Ridge regression modifies the linear (or polynomial) regression loss by adding a regularization term to penalize large weights. This helps prevent overfitting.

Loss Function:

$\text{Ridge Loss} = \frac{1}{n} \sum_{i=1}^{n} \left( y_i - \hat{y}_i \right)^2 + \alpha \sum_{j=1}^{p} w_j^2$
 
where:

- $\frac{1}{n} \sum_{i=1}^{n} \left( y_i - \hat{y}_i \right)^2$ is the MSE.
- $\sum_{j=1}^{p} w_j^2$ is the L2 regularization term.
- $\alpha$ is a regularization hyperparameter controlling the strength of the penalty.
- $w_j$ are the model parameters (weights).

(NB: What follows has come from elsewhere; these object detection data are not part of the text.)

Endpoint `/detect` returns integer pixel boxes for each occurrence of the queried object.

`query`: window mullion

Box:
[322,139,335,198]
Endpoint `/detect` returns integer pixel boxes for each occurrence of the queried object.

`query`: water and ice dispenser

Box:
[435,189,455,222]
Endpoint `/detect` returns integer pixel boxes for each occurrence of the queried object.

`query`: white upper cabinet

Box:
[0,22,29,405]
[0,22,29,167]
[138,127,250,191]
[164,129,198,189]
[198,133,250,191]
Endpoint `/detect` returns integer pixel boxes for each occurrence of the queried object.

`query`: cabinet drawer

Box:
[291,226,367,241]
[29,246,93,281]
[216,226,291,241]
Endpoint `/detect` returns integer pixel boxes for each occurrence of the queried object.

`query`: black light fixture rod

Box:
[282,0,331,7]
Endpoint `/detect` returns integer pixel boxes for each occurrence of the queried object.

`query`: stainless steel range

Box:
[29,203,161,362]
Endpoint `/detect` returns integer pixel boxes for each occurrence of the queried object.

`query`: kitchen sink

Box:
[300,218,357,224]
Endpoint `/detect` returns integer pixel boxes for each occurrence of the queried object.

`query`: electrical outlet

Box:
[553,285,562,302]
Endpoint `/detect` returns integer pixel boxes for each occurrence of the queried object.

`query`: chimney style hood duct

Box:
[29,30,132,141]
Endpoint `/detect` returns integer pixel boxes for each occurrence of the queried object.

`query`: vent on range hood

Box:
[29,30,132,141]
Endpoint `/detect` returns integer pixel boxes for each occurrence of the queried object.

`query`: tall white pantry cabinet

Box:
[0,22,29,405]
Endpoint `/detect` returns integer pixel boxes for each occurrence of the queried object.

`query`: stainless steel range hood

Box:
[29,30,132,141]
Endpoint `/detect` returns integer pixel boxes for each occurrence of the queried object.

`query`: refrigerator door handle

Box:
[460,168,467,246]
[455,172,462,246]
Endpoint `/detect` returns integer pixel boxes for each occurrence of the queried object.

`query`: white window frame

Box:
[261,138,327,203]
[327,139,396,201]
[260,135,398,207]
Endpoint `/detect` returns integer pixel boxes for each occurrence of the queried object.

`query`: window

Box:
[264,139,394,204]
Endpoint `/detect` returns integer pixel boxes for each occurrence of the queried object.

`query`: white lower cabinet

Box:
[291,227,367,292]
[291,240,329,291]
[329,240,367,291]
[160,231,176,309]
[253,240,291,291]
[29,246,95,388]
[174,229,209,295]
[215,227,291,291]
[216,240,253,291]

The regularization term penalizes large values of weights, effectively discouraging overfitting by smoothing the model's parameters.


In [None]:
# Ridge regression with regularization (L2 penalty)
ridge_regressor = Ridge(alpha=1.0)
ridge_regressor.fit(X_train_poly, y_train)

# Predict for train, test, and true data
y_train_pred_ridge = ridge_regressor.predict(X_train_poly)
y_test_pred_ridge = ridge_regressor.predict(X_test_poly)
y_true_pred_ridge = ridge_regressor.predict(X_true_poly)

# Plot the true curve, training points, and Ridge regression fit
plt.figure(figsize=(10, 6))
plt.plot(X_true, y_true, label='True Sine Wave', color='blue')
plt.scatter(X_train, y_train, color='red', label='Training Data (10 points)')
plt.plot(X_true, y_true_pred_ridge, label='Ridge Fit (Degree 9)', color='black')
plt.legend()
plt.title('Ridge Regularization: Polynomial Regression (Degree 9)')
plt.show()

# Evaluate the error with Ridge regularization
train_error_ridge = mean_squared_error(y_train, y_train_pred_ridge)
test_error_ridge = mean_squared_error(y_test, y_test_pred_ridge)
print(f"Ridge Regression (Degree 9) - Training Error: {train_error_ridge:.4f}, Test Error: {test_error_ridge:.4f}")
print("Learned parameters:\n", ridge_regressor.coef_)
print("Magnitude of learned parameters vector: ", np.linalg.norm(ridge_regressor.coef_))


### Summary of Loss Functions
- Linear Regression: Minimizes the Mean Squared Error (MSE).
- Polynomial Regression: Same as linear regression but applied to polynomial features.
- Ridge Regression: Minimizes MSE with an additional L2 regularization term to prevent overfitting.